Uma vez que a Log4j é amplamente usada por múltiplas empresas, a vulnerabilidade pode “estar presente nos cantos mais sombrios da infraestrutura de uma organização”, afirma o responsável. “Encontrar todos os sistemas vulneráveis por causa do Log4Shell deve ser uma prioridade para as equipas de segurança de TI”, enfatiza.

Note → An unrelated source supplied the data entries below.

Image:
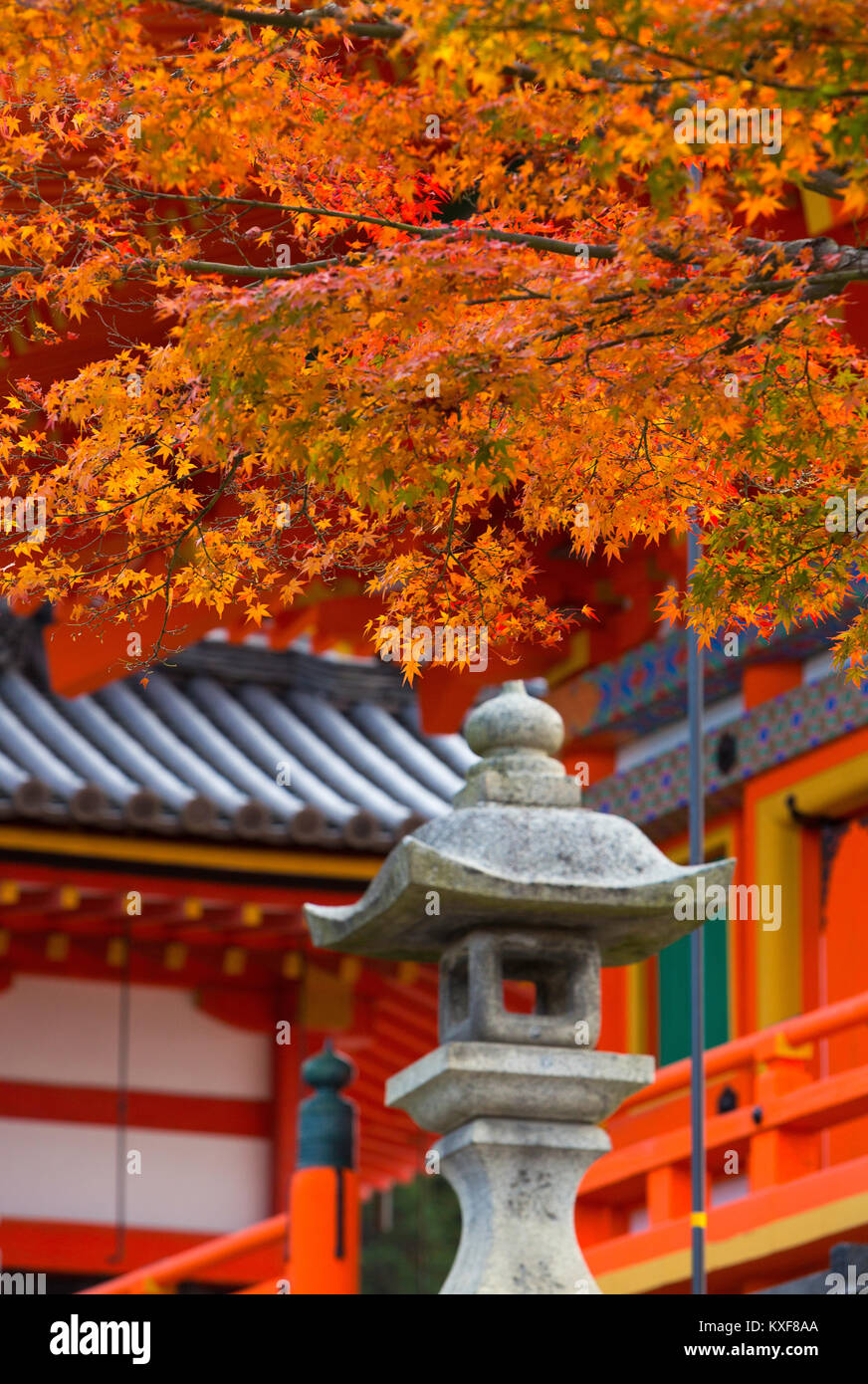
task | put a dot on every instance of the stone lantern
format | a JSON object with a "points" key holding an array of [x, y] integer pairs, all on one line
{"points": [[518, 882]]}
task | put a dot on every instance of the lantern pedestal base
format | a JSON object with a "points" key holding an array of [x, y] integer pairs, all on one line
{"points": [[517, 1178]]}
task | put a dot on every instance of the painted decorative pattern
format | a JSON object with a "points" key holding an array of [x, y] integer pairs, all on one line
{"points": [[774, 733]]}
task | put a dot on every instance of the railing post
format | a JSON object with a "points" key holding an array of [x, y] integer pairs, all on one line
{"points": [[776, 1153], [325, 1223]]}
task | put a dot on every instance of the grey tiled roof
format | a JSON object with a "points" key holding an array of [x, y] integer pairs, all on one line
{"points": [[230, 744]]}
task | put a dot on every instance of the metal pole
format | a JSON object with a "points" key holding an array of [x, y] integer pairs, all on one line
{"points": [[697, 829]]}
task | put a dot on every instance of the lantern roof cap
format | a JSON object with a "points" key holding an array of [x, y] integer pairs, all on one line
{"points": [[518, 850]]}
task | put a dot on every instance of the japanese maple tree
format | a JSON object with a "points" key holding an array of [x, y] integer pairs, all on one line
{"points": [[432, 280]]}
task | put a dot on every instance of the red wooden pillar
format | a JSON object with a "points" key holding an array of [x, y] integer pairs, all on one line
{"points": [[287, 1092]]}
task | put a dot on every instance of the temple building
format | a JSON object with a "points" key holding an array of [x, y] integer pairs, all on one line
{"points": [[159, 993]]}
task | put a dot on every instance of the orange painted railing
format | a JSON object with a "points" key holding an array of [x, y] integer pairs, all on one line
{"points": [[166, 1273], [778, 1128]]}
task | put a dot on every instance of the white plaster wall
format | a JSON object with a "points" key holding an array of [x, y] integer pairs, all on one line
{"points": [[66, 1033], [57, 1171]]}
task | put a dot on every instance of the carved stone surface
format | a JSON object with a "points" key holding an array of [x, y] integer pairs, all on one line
{"points": [[562, 968], [461, 1079], [518, 882], [517, 1185], [513, 852]]}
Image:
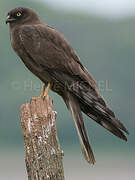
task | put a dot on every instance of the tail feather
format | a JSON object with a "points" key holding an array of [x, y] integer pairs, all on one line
{"points": [[105, 119], [74, 107]]}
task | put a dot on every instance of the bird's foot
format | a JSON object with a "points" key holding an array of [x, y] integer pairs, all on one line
{"points": [[47, 90], [43, 93]]}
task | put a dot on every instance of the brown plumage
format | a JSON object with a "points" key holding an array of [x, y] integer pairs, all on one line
{"points": [[48, 55]]}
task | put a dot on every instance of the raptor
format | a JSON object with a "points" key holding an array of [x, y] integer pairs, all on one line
{"points": [[48, 55]]}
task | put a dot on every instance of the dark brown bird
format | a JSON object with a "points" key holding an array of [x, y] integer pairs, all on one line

Os investigadores acreditam que a velocidade a que os cibercriminosos estão a controlar e utilizar a vulnerabilidade vai intensificar-se e diversificar-nos nos próximos dias e semana.

Já Lotem Finkelstein da Check Point Software detalha que “o número de possibilidades de exploração [da Log4Shell] dá aos atacantes inúmeras alternativas para contornar proteções recentemente introduzidas”. Assim, “apenas uma postura de segurança abrangente e multicamadas pode proporcionar resiliência”.

O responsável prevê que, “a menos que as empresas e serviços façam algo de imediato para prevenir ataques nos seus produtos”, a vulnerabilidade “ficará connosco por muitos anos”.

Comparando a situação a uma “ciberpandemia altamente contagiosa” e que se dissemina rapidamente e com múltiplas variantes”, o especialista enfatiza que é necessário agir depressa, pois “a ameaça é iminente”.